9/11 and Iraq
Did our intelligence agencies fail us? Or did the Bush Administration fail them?
Special guest Carrie Lemack, Founder and Vice President of Families of September 11
This week, the independent commission investigating the intelligence failures leading up to the September 11th terrorist attacks backed off its threat to subpoena the White House papers documenting the failure of the Bush Administration to prepare for — and possibly prevent — the loss of 3,000 American lives on that fateful day. Instead, they agreed to a secret deal limiting access to the documents.
What is the Bush Administration so desperately trying to hide? If they didn’t do anything wrong, why won’t they just turn over the documents? Do they really believe that in the worst surprise attack since Pearl Harbor, no mistakes were made? If no mistakes were made, the documents should show that. And if intelligence officials are to blame for the faulty intelligence, shouldn’t we should learn from their mistakes and fire the incompents?
Bush strongly opposed the law investigating 9-11. Then, to avoid having to make it his first veto, he signed the law but has continuously obstructed the commission’s work so that even the Republicans on the commission have complained.
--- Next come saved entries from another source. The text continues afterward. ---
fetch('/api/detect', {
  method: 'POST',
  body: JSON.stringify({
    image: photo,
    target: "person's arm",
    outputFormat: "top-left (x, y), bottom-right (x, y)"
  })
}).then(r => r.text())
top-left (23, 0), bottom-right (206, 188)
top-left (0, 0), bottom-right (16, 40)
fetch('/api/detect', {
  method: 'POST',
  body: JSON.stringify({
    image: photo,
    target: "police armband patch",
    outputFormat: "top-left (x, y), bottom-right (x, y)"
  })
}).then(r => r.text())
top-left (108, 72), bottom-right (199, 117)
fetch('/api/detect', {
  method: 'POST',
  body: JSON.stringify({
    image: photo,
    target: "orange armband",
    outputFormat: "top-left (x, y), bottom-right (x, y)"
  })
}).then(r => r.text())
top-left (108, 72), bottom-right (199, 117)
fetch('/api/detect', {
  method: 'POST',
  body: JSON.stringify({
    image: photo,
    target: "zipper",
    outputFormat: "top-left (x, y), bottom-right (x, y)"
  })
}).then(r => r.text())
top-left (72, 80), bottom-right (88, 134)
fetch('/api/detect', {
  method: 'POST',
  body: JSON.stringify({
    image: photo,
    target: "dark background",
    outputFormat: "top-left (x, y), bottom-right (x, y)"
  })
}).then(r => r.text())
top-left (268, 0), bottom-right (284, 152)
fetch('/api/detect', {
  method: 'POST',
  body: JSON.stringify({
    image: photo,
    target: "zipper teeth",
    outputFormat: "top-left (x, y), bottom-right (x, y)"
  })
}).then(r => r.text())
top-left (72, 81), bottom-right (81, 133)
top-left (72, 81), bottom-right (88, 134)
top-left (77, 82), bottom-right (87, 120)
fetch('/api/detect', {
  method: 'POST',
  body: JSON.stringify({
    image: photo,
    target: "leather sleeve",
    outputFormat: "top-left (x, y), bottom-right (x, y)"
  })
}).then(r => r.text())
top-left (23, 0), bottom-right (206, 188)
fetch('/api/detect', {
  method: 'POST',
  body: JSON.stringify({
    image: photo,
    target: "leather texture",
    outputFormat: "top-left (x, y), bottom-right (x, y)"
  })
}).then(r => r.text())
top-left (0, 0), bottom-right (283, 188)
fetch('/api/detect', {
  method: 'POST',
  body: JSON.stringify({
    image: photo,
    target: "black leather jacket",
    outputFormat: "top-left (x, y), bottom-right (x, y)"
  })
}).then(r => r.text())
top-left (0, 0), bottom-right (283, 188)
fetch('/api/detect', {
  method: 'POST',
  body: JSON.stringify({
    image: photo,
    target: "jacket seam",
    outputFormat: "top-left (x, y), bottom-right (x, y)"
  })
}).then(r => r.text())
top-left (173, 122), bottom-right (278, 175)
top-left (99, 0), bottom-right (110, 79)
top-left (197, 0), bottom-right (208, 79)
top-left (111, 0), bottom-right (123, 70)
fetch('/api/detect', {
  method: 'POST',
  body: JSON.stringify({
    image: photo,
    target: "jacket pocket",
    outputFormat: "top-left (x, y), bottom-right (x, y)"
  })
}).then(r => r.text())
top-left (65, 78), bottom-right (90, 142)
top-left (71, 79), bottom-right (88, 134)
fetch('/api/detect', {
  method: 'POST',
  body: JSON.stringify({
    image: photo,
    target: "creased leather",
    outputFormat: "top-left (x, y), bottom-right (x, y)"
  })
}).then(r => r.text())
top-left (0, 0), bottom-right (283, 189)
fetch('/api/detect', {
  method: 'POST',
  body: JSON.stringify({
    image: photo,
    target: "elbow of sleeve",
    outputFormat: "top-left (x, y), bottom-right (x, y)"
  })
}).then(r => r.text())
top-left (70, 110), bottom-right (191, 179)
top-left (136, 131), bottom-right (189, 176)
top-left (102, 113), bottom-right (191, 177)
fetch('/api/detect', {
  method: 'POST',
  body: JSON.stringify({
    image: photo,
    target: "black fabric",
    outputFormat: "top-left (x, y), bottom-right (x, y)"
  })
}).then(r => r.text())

The White House’s obstruction of justice points to a darker motive suggested by dozens of leaking CIA agents: maybe the problem is not intelligence from below but manipulation of intelligence from above.
Is there any other possible explanation for the Administration’s resistance to Americans learning the truth?
Join us for a lively discussion on the intelligence failures that led up to the fiascos of 9-11 and the War in Iraq.
My guest Carrie Lemack, Founder and Vice President of Families of September 11 is the daughter of a September 11th victim and a leader in the victims’ fight to find out what really happened that tragic day so that such attacks may be prevented in the future.